Laurence Binyon’s 1914 poem “The Fourth of August” included the term:

“For us the glorious dead have striven,

They battled that we might be free.”

 

It is a term that was used sporadically for many years but came into prominence with the opening of the Cenotaph in Whitehall, London. Lloyd George wanted the inscription. The Cenotaph (meaning “empty tomb”) was designed by Sir Edwin Lutyens. He was instructed to make it non-religious to represent the many cultures of the Empire. The Cenotaph was instantly popular, and there are similar examples in NZ.

 

In 1915 the British government forbad the repatriation of soldier’s bodies. This left grieving families with no graveside to mourn at. Memorials became de facto graves, with the names of the fallen listed. The idea that lives had not been lost in vain was fostered by using the phrase “the glorious dead”.

 

For Christians, glory is a synonym for heaven, so it could be thought of as the person ascending into heaven. Most memorial committees chose not to include symbols like the Cross, but many used the wording “To the Glory of God” and “Greater love hath no man than this, that a man lay down his life for his friends” John 15:13.

 

The industrial scale of death and suffering in WWI produced millions of dead and maimed. Many returned home physically damaged and psychologically traumatised.
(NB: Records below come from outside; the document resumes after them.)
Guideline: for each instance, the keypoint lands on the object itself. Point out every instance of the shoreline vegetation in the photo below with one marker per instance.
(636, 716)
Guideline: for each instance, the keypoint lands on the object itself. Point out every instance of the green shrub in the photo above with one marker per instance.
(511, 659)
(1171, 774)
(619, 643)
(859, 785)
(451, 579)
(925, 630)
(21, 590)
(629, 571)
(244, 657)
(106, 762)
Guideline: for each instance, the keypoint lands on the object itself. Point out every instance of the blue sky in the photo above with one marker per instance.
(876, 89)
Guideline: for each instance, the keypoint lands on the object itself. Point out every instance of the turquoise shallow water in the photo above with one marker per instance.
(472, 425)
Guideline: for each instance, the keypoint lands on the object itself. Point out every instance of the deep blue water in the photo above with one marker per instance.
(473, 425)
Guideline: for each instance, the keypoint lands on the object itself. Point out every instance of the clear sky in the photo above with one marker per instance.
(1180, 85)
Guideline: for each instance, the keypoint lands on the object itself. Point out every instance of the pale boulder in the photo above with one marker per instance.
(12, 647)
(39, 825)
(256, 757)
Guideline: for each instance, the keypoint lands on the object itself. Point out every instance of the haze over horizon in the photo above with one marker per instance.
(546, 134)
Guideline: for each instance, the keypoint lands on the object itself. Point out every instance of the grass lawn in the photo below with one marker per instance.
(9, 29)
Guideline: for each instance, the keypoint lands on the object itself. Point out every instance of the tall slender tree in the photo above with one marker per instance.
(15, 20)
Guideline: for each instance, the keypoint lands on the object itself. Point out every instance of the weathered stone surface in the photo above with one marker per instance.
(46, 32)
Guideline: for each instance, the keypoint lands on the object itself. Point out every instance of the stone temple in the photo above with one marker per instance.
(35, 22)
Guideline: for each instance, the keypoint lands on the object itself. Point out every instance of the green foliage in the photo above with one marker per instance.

In the 1970s one of my neighbours was a WWI serviceman who had been gassed and it affected his speech for life. The “war to end all wars” did not achieve that and instead the terms for reparations laid the groundwork for WWII. It is hard not to look back at WWI as being obscene. But that does not prevent us from honouring the memory of those who were caught up in it.

 

ANZAC Day is our memorial day. It should be apolitical and a day to savour the peace that we currently enjoy.